Most old people living in aged care homes have strong and supportive family relationships, a consistently positive outlook on life, and spend some or most of their time doing activities.

interRAI New Zealand works with District Health Boards and health services agencies to assess and compile data on the health and wellbeing of older New Zealanders.

Data collected about people 85 years and older living at home and in care is made available to inform better care decisions and support. It is summarised the interRAI annual report released today.

“Data from interRAI assessments helps our health, disability and aged care sectors plan, allocate resources and monitor effectiveness of care services based on need,” interRAI New Zealand Governance Board Chair Cathy Cooney said today. “You can’t do good planning unless you know the needs of the community.

Cathy Cooney, Chair, interRAI New Zealand Governance Board

“Across New Zealand we have very competent teams of health professionals who assess the needs of older people, and how they can be supported to meet those needs,” Cathy Cooney said. “Last year 127,000 interRAI assessments were completed. That is a very rich source of information.”
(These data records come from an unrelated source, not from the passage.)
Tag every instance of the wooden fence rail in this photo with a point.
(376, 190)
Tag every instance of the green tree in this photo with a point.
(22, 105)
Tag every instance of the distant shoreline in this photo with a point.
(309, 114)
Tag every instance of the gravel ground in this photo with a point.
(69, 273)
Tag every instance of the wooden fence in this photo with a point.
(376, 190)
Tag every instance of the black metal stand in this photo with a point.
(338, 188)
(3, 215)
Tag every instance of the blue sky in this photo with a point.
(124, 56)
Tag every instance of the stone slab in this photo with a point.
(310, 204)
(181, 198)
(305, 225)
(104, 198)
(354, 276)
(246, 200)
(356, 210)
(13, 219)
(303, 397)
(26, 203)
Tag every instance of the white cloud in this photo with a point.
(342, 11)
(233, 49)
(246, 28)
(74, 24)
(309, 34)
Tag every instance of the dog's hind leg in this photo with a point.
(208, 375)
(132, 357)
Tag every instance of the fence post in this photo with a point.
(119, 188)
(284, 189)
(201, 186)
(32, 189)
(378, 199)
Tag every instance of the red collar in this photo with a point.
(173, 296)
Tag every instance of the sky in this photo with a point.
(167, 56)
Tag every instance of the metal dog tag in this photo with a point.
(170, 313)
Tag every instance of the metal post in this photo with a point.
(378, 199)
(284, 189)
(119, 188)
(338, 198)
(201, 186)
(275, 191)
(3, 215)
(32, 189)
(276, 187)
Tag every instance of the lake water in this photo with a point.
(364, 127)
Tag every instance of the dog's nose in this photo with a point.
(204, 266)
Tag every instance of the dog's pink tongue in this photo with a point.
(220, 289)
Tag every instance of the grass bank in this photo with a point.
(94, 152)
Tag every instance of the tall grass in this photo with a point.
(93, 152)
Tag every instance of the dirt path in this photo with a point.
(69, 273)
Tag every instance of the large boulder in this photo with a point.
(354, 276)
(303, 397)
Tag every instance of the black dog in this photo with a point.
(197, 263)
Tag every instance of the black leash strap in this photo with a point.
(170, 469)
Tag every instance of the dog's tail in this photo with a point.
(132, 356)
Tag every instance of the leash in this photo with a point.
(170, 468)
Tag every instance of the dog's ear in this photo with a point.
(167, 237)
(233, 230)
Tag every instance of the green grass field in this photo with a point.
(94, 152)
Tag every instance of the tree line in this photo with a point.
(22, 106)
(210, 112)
“interRAI data allows us to see trends clearly. For example, feeling lonely is clearly linked to depression. People with poor oral health have a higher risk of suffering from poor general health.

interRAI New Zealand analysis of data highlights some key findings about older people living in aged residential care:

  • Most older people (92 percent) in care have strong supportive relationships with their family
  • Most (76 percent) people in residential care facilities find meaning in their daily life
  • Most (71 percent) have a consistent positive outlook
  • Most (71 percent) spend some or most of their time involved in activities

People living in the 667 aged residential care facilities across the country are on average 85 years old – about half of them (49%) have some form of dementia, including Alzheimer’s disease.
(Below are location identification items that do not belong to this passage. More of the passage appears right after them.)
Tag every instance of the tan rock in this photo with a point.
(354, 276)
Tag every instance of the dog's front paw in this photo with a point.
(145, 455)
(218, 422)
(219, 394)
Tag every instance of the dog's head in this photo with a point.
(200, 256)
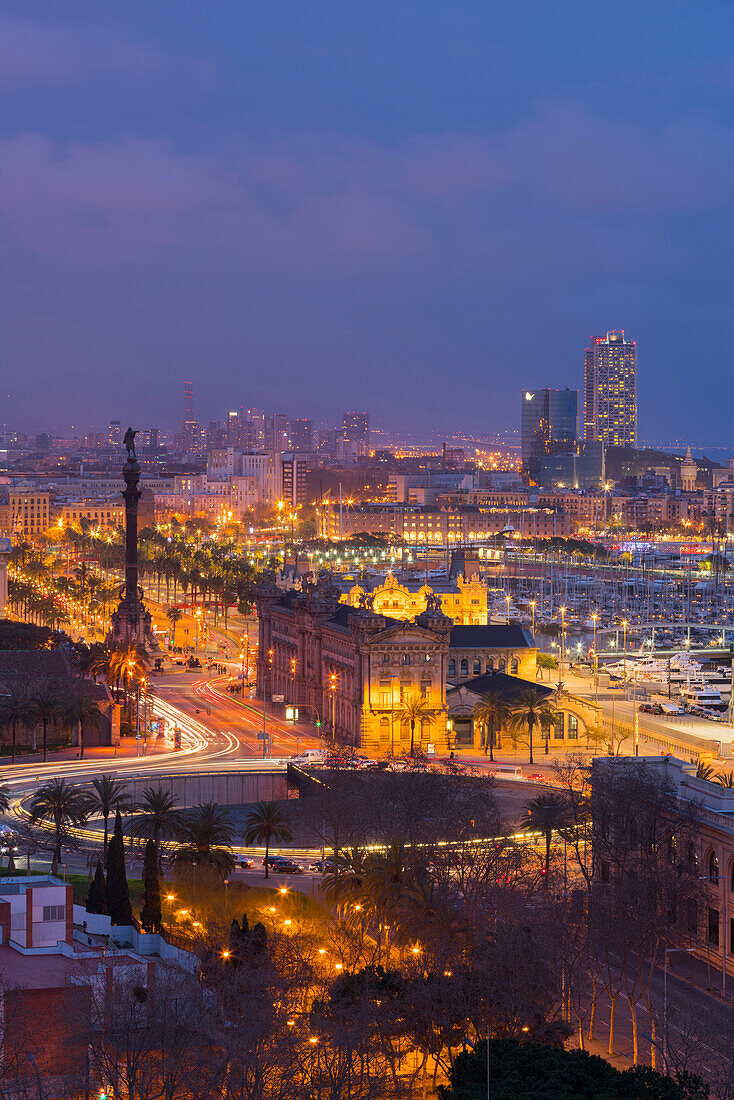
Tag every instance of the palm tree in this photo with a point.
(64, 804)
(206, 836)
(546, 814)
(157, 817)
(266, 822)
(46, 707)
(107, 795)
(532, 710)
(413, 707)
(84, 711)
(14, 710)
(493, 712)
(173, 615)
Nearly three quarters (73 percent) aged care residents use a walking stick, walking frame, wheelchair or scooter to get around. And 44 percent of people found it difficult to make decisions, such as what to wear.

Read the latests interRAI New Zealand Annual Report www.interrai.co.nz

Read about the interRAI New Zealand Governance Board members here.

About interRAI

interRAI is the internationally recognised, evidence-based system for assessing older adults to ensure they receive appropriate care.

It is collaborative of clinicians and researchers in more than 35 countries responsible for developing comprehensive clinical assessment systems, and the suite of clinical assessment tools available.

interRAI International has a royalty free licence with New Zealand through the Director-General of Health. interRAI New Zealand is the not-for-profit national provider of interRAI services funded by the Ministry of Health.

interRAI Services is a business group within the health services agency TAS. interRAI Services provides education and support to health professionals, data analysis and reporting, software services, and secretariat services to the interRAI New Zealand Governance Board.